An Exeter Mis-Guide

Review by Simon Morgan-Russell


[1] Most tourist guides begin with "the map." The tourist looks down on the city (or the county, or the country) as from above, its topography laid bare, scattered with historical sites that, too, may also be exposed and mapped for the tourist's investigation. This is what Michel de Certeau describes as the "exaltation of a scopic and gnostic drive" in The Practice of Everyday Life, as the tourist becomes the voyeur-spectator of the represented space, seeing only a "theoretical" simulacrum, knowing "only cadavers," and "misunderstanding" practices. An Exeter Mis-Guide, however, refuses the map; if the traditional guidebook, in de Certeau's words, "misunderstands" the city, then this "mis-guide" understands Exeter in quite different ways. To maintain the distinction in de Certeau's terms, the Mis-Guide makes "walkers" — Wandersmänner — of its readers because it refuses the totalizing spectacle of the city laid bare before the voyeur in favour of a collection of pedestrian "speech acts," what de Certeau calls the "process of appropriation of the topographical system on the part of the pedestrian." As the authors of the Mis-Guide explain, "[b]ecause we see the present flanked by memory and imagination, historical and geographical accuracy is subject to debate" (91). They invite us "to play at being a tourist" (2) by charting our own trajectories through Exeter and making the city from a bricolage of pathways and places that we have navigated ourselves.

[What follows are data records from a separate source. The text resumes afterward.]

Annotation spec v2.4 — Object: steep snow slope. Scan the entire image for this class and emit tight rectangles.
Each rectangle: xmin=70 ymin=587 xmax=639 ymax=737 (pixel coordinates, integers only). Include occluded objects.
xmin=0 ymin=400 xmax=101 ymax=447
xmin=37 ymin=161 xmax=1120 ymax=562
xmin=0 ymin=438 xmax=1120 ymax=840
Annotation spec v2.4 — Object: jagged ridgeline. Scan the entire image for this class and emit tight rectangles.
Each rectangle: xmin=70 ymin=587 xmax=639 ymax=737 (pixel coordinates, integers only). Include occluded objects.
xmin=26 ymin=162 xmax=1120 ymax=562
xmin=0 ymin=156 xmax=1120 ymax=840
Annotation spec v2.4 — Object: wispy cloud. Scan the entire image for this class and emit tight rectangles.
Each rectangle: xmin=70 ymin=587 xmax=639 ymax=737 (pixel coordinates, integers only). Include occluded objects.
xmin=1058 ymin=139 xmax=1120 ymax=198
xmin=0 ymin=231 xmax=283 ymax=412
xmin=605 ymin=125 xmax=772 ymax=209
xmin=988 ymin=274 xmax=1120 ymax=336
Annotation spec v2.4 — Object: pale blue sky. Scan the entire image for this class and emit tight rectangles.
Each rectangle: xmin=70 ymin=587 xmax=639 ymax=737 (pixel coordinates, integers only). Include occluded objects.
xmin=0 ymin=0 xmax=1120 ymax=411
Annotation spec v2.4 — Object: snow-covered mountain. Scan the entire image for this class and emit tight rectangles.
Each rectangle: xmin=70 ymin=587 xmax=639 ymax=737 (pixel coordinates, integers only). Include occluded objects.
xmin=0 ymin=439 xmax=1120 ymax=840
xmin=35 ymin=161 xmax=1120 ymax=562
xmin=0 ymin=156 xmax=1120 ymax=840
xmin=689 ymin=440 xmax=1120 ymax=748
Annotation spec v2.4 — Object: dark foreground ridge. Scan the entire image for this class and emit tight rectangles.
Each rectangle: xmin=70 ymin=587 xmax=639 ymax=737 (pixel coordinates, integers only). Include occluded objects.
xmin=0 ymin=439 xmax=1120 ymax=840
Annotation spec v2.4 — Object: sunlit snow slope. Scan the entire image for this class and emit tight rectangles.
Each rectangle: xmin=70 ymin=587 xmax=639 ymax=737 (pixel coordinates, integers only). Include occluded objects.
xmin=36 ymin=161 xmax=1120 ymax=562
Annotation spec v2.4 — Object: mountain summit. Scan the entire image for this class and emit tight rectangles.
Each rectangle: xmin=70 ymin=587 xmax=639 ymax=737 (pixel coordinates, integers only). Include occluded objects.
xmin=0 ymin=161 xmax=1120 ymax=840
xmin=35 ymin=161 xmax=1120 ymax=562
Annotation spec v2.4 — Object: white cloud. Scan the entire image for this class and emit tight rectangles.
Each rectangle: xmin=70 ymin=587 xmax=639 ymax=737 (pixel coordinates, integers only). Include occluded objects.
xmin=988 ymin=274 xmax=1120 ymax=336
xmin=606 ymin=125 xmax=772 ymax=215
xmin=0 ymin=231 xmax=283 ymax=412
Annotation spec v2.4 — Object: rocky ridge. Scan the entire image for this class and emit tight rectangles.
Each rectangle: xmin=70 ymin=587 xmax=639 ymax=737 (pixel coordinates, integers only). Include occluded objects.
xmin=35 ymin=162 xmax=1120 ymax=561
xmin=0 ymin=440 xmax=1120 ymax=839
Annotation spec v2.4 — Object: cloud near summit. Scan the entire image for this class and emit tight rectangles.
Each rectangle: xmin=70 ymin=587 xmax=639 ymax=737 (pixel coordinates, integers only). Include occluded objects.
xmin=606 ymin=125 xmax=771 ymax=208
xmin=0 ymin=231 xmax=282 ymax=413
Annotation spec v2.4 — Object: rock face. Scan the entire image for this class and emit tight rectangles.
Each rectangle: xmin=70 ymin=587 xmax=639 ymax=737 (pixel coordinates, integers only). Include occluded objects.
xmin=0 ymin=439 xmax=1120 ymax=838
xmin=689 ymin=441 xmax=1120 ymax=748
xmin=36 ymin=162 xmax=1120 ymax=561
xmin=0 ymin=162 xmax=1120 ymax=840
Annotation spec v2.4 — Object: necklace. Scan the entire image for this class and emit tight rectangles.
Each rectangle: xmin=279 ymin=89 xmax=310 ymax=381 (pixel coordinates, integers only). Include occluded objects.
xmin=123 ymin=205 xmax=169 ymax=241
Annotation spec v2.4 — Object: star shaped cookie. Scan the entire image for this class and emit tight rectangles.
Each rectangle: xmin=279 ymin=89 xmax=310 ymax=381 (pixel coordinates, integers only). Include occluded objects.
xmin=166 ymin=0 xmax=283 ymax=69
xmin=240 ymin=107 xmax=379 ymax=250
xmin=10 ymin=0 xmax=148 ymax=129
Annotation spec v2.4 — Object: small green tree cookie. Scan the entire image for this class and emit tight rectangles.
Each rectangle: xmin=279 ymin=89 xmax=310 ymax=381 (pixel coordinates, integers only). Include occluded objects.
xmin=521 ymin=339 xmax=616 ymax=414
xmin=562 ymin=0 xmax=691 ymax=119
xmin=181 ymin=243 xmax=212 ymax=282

[2] The Mis-Guide gives us several strategies to walk Exeter. Some, like "Debenhams Cathedral Views" (22-23) deliberately refuse the paradigm of the traditional tourist guide — which languishes attention on the "notable" or the "historical" — in favour of the everyday experience of the pedestrian.

In this proposal, the tourist is invited to take the lift to the fifth floor cafeteria of Debenhams Department Store (a familiar sight — or site? — in British high-street life, not even quite so upscale as JCPenney), and to seek the viewing platform that looks out over the city and its cathedral. The viewer is invited not only to "read" the city below, but to rewrite it, by placing "the buildings onto the surrounding hills" and by placing "the colours and textures of the hills into this new blank area" (23).

Following a bird's trajectory, watching a particular pedestrian, counting buses and ordering a cup of tea — these prosaic, quotidian activities overshadow the cathedral, and the Mis-Guide has its walker leave the store to follow a bird's flight path while glancing up "at Debenhams . . . [to] identify the window named Cathedral View" (and a photograph, handily, is provided). Seen from the street, the cafeteria window, named for its view of the cathedral, becomes more significant than the cathedral — and the view.

[3] Plenty of other strategies to explore our own personal Exeter are provided by the Mis-Guide. In some instances we are asked to give up the faculty of sight as our guide to navigating the city; "Touch Tours" (4), for example, encourage a tactile experience with bike stands and birch trees, and "A Journey in Smell" has us follow Exeter's olfactory geography - from hide and skin factories, coffee, and kebabs, to popcorn, perfume, and second-hand clothes (90). Still others propose journeys that are dependent on forces other than the walker's decisions. " 'Fuck-Me' Shoes" requires that the walker wear high-heeled shoes - "Black, gold, red, pointed, rounded, strappy" - and move through the city at all times of the night and day, through all weathers, in all places (7).

The pedestrian is instructed to "Walk until the shoes are ruined," to leave them at night in the "darkest, loneliest, most desolate place" and to walk home barefoot. "Dog-leg" asks us simply to "Borrow a dog from a friend. Let it take you for a walk" (41).

[4] Above, all though, the Mis-Guide requires that we relinquish our expectations about guidebooks, about knowing the city, and about navigating the routines of our own lives. "Drifting Exeter" (34-35) makes a point that can stand in for the Mis-Guide overall: it demands a "kind of walking that disrupts your usual getting about ... Drifting means disrupting all those things — even the flow of family life." The Mis-Guide makes flâneurs of its readers, discovering Exeter in discontinuous expeditions disrupted even further by what the text describes as "Walk Bites" — often unrelated to the journey they interrupt, they "could be regarded as little stumbling blocks that may take you in unexpected directions" (2): "Loiter without intent," "Seek and sense invisible boundaries," "Sightsee a supermarket but do not buy anything."

And who needs to visit Exeter to loiter without intent? As much as anything, the Mis-Guide gives us strategies for drifting through our own cities and disrupting the rhythms and routines of our own everyday lives: "Allow yourself to be stopped and diverted as often as possible," it tells us. "Accept these delays for whatever they seem to offer you" (10).